Known for being the wife of the one the music industry’s most iconic names, Ozzy Osbourne, Sharon has been in the limelight for several decades. After years of being in the public eye, one would think they know Sharon well, but on May 2nd, 2019, she dropped a bombshell of information that silenced her fans.
As a co-host on “The Talk,” Sharon began “I was joking about this but I shouldn’t, talking about my depression, and it’s like, you know saying, ‘Oh, the first time I tried to kill myself was OK, the second — all right, the third time, oy!'”
Sharon’s fans and her co-hosts were beside themselves but she continued, saying, “But it’s like, I’m still here. I still do what I do and you struggle.”
Sharon continued by admitting that her “ongoing struggle with depression hasn't been easy,” but that she relies on medication that “has helped her tremendously.” As an advocate for mental health, she continued to unpack her dark reality, saying, “I wish everybody could think flowers and daisies and princesses, but you can’t." She later confirmed that she’s been using strong medications for 16 years to help treat her depression.
Sharon also acknowledged the very public break she took from “The Talk” in 2015, by confirming that she had suffered a “complete and utter breakdown.” She shared the story “I woke up in Cedars-Sinai Hospital and for probably three days, I knew nothing.
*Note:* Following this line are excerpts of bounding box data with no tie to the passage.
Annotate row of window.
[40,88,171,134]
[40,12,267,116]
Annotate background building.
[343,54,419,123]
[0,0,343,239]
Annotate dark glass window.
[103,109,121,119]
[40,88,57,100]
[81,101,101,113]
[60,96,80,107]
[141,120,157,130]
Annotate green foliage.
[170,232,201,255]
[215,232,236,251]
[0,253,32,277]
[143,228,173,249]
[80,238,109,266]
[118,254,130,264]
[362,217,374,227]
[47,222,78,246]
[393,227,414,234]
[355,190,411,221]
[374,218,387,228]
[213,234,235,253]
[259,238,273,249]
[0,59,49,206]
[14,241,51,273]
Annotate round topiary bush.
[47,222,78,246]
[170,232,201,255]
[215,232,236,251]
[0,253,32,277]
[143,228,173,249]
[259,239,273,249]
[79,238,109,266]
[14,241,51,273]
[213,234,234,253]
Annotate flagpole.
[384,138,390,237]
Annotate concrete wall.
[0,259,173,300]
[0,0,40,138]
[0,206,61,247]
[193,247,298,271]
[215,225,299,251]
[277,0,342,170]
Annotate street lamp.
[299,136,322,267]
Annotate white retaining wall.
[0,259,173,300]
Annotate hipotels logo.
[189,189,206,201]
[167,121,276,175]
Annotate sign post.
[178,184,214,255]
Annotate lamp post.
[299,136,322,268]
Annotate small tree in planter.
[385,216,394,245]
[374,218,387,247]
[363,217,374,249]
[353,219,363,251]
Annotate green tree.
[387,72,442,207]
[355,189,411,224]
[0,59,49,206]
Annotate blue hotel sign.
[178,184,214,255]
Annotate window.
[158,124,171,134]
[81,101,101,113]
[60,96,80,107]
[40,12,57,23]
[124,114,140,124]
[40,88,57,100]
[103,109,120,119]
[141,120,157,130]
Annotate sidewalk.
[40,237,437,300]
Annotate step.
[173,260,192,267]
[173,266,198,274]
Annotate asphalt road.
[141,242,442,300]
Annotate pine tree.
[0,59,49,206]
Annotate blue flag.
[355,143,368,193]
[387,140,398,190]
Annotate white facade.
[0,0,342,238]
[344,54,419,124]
I couldn’t think, I couldn’t talk, I could do nothing. My brain just shut down on me," she said. "It took me days before I could even speak. I didn’t want to speak, I didn’t want to eat, I didn’t want to talk to anyone. I couldn’t keep thoughts in my head. My head was like a whirlpool, going round and round and round, and no one thought would stay in it. I was just like, a thing.”
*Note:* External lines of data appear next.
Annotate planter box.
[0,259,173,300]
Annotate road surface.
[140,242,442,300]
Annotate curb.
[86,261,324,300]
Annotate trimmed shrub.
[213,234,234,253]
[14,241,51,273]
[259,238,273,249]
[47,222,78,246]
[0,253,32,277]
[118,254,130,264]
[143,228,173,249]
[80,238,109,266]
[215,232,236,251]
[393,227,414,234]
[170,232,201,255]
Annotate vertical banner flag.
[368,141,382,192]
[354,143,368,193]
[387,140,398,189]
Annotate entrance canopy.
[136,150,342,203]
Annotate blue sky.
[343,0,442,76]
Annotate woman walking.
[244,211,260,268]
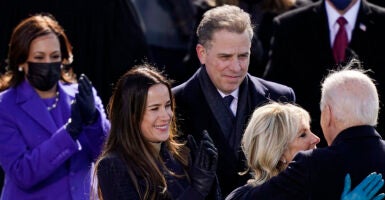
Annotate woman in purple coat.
[0,15,110,200]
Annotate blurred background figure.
[264,0,385,146]
[0,14,110,200]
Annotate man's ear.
[323,105,333,127]
[195,44,207,65]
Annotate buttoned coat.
[264,0,385,147]
[0,81,110,200]
[172,66,295,196]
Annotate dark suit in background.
[265,0,385,147]
[173,66,295,196]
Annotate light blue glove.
[341,172,385,200]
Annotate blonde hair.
[242,102,310,185]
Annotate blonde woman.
[226,102,383,200]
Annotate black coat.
[265,0,385,146]
[173,67,295,196]
[97,145,216,200]
[228,126,385,200]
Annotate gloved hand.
[341,173,385,200]
[187,130,218,197]
[75,74,98,125]
[66,101,82,140]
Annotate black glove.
[75,74,98,125]
[66,101,82,140]
[187,130,218,197]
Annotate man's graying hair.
[197,5,254,48]
[320,59,379,127]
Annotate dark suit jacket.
[97,145,212,200]
[265,0,385,146]
[173,68,295,196]
[234,126,385,200]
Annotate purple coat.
[0,81,110,200]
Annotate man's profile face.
[196,30,251,94]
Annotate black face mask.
[27,62,61,91]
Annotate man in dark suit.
[232,61,385,200]
[173,5,295,196]
[264,0,385,146]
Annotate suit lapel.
[311,1,334,64]
[347,1,370,59]
[16,81,57,133]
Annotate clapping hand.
[75,74,98,125]
[341,173,385,200]
[187,130,218,197]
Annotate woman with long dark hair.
[96,64,220,200]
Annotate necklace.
[47,91,59,111]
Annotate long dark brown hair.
[95,64,189,199]
[0,13,73,91]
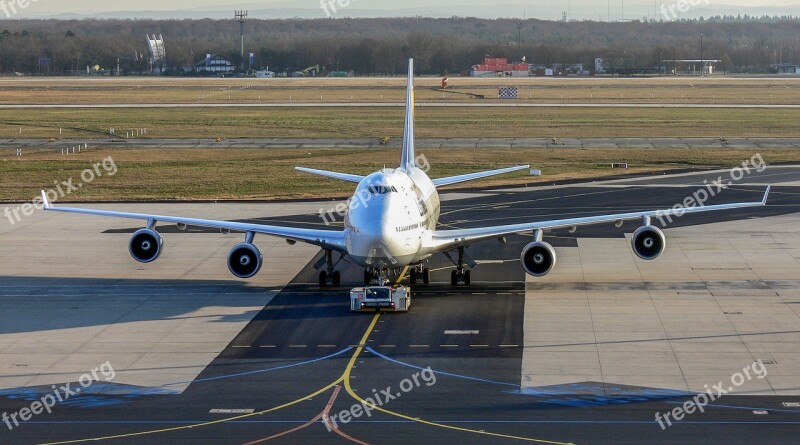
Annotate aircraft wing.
[42,191,347,252]
[425,187,770,251]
While it’s understandable that Sharon has been under a great deal of stress for the better part of her life (being married to a rockstar, raising children who have also suffered publicly with depression and drug use, and navigating all of those things in public), it’s still so heartbreaking to see someone think that suicide was the only option.
Please pray for Sharon. Depression and suicidal thoughts can feel entirely overwhelming. Pray that she feels the peace of God and that fixes her perspective on Him.